For Geraldine Bliss, the director of the Phelan-McDermid Syndrome Foundation, an opportunity arose through Facebook and other online forums where families of patients discussed the genetic condition. She and other foundation leaders wanted to use the pooled information to make inroads into understanding and treating the syndrome, which can cause intellectual and developmental disabilities.

"We couldn't use that data for research purposes, and without research and publications, what parents told their children's medical team carried virtually no weight," said Bliss, whose son has the syndrome.

She worked with researchers to identify the best way to capture patient health, genetic and demographic data, and tasked genetic counselors with curating the information that flowed in. The resulting international registry, which includes more than 1,000 patients, now helps researchers find de-identified patient data and participants for studies.

"We all have stories, and almost all of us have medical records somewhere," Bliss told the audience. "Making sense of the commonalities and differences is one way we might be able to make discoveries that can help prevent or improve disease conditions."

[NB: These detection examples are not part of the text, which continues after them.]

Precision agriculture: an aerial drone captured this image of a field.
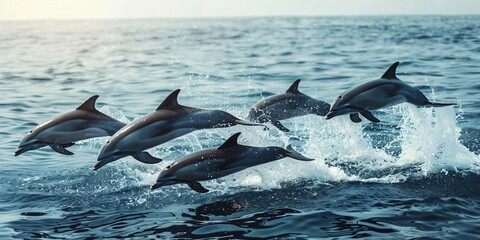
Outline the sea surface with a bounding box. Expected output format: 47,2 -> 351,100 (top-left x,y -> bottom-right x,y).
0,16 -> 480,239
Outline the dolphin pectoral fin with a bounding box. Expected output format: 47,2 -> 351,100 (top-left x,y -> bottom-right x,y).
359,110 -> 380,122
350,113 -> 362,123
62,143 -> 75,148
426,102 -> 456,107
187,182 -> 210,193
271,120 -> 290,132
132,152 -> 163,164
49,143 -> 73,155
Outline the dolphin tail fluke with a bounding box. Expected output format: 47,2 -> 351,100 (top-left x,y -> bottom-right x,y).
272,120 -> 290,132
425,102 -> 456,107
132,152 -> 163,164
235,119 -> 265,127
50,143 -> 74,155
286,145 -> 315,161
187,182 -> 210,193
359,110 -> 380,123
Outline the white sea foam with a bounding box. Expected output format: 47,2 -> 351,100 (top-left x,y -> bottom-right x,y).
95,104 -> 480,192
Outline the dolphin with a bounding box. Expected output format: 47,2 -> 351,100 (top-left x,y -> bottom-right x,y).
93,89 -> 263,170
150,132 -> 314,193
326,62 -> 455,123
14,95 -> 125,156
247,79 -> 330,132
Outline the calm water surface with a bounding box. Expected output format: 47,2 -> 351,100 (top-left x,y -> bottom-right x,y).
0,16 -> 480,239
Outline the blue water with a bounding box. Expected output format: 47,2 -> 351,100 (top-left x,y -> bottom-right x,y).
0,16 -> 480,239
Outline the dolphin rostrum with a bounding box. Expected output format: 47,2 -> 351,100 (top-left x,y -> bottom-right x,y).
247,79 -> 330,132
326,62 -> 455,123
150,132 -> 314,193
93,89 -> 263,170
14,95 -> 125,156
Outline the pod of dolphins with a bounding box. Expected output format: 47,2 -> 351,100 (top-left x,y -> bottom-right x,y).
14,62 -> 454,193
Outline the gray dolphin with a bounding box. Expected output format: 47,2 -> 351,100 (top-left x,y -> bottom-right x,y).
150,132 -> 314,193
14,95 -> 125,156
93,89 -> 263,170
326,62 -> 455,123
247,79 -> 330,132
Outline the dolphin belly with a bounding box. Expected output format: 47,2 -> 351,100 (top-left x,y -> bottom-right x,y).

While agreeing that vast health data sets offer great potential for identifying and treating rare diseases, Dekel Gelbman reminded the audience that it is important to be careful when developing and using machine-learning solutions.

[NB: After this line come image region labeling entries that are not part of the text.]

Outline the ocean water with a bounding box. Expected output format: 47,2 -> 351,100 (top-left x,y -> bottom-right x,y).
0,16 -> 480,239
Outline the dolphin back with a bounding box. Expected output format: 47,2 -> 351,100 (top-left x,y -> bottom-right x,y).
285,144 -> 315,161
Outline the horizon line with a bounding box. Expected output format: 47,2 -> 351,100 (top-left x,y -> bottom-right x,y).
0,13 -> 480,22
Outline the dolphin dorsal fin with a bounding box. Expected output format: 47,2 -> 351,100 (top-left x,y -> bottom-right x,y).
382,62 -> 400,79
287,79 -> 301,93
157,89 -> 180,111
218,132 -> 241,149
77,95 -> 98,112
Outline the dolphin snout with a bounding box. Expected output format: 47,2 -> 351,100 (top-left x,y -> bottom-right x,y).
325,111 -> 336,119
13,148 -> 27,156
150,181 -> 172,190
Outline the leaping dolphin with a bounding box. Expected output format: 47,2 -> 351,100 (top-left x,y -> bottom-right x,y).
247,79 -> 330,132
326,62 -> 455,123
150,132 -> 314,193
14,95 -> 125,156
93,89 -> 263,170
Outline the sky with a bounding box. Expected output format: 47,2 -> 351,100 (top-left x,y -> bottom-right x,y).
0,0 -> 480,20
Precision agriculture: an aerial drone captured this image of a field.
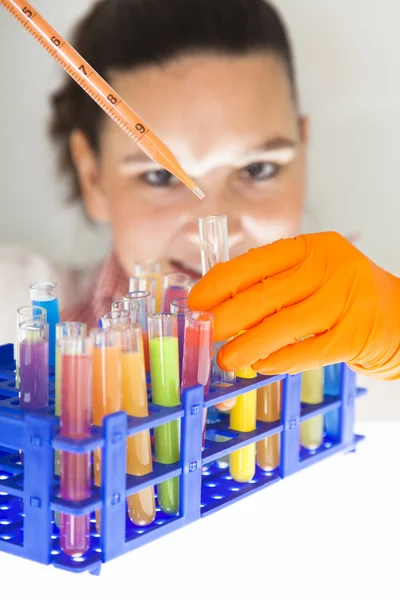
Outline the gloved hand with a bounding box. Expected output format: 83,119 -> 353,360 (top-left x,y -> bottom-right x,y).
188,232 -> 400,379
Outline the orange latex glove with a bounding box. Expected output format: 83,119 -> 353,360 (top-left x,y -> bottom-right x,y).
188,232 -> 400,379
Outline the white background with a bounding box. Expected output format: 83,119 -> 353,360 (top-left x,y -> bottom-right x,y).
0,0 -> 400,272
0,0 -> 400,419
0,0 -> 400,600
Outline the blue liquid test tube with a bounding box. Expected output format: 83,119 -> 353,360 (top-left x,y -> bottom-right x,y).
324,363 -> 342,439
29,281 -> 60,367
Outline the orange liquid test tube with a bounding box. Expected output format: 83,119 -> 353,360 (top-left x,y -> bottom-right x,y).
256,381 -> 282,472
120,324 -> 156,526
90,327 -> 122,533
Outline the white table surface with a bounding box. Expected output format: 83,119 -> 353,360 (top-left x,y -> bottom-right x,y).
0,422 -> 400,600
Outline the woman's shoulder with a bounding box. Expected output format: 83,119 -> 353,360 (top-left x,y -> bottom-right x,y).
0,245 -> 94,344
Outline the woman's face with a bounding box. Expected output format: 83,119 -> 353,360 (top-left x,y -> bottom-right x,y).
72,53 -> 306,274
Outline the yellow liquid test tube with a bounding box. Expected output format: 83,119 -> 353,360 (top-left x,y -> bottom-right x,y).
121,323 -> 156,526
300,368 -> 324,450
229,367 -> 257,483
256,381 -> 282,472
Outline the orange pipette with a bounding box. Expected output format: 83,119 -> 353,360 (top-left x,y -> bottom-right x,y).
0,0 -> 204,199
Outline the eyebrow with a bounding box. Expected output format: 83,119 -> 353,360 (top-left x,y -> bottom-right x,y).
250,137 -> 297,152
121,137 -> 297,165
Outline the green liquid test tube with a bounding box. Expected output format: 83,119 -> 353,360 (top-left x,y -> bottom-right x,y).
54,321 -> 87,527
148,313 -> 180,514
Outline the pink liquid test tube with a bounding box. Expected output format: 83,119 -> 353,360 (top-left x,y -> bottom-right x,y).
60,337 -> 92,557
170,298 -> 189,379
162,272 -> 190,313
181,312 -> 214,447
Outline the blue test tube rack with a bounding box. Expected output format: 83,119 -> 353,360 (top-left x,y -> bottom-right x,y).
0,344 -> 365,575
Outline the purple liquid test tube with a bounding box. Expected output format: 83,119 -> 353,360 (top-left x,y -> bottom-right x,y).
18,321 -> 49,410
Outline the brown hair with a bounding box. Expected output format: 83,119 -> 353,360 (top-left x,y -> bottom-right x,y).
50,0 -> 296,200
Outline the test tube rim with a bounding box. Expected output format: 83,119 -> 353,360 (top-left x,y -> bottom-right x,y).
29,281 -> 58,298
17,304 -> 47,324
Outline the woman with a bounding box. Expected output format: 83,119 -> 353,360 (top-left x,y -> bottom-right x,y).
1,0 -> 398,382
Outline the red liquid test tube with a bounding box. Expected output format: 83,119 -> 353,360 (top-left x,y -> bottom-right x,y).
60,337 -> 92,557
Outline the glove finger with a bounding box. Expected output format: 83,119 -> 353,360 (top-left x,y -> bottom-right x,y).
252,329 -> 349,375
188,235 -> 308,311
217,290 -> 337,371
211,261 -> 320,342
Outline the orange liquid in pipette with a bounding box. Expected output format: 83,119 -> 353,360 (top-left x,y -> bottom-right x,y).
0,0 -> 204,199
121,352 -> 156,526
92,347 -> 122,533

His company, FDNA, uses digital means to collect data on symptoms, features and genomics related to rare conditions, and share the information and insights among clinicians and researchers.

Gelbman cautioned that such data is often not available to doctors in developing countries, and that information about medical conditions tended to skew to disproportionately include people of European descent. His company tried to address that issue by taking steps to make the technology easier to access and offering it free of charge. Now, he said, people from more than 130 countries are represented, with more than half of the data from patients with backgrounds other than Caucasian.

Though that doesn't meet the company's aspirations for diversity, Gelbman said, it's a start. He said,

In [artificial intelligence], the quality of the technology is a sum of the data that is training it... If AI is supposed to democratize knowledge and improve health care, especially in the developing world, that absence of data perpetuates and even increases the gaps between developing countries and developed countries.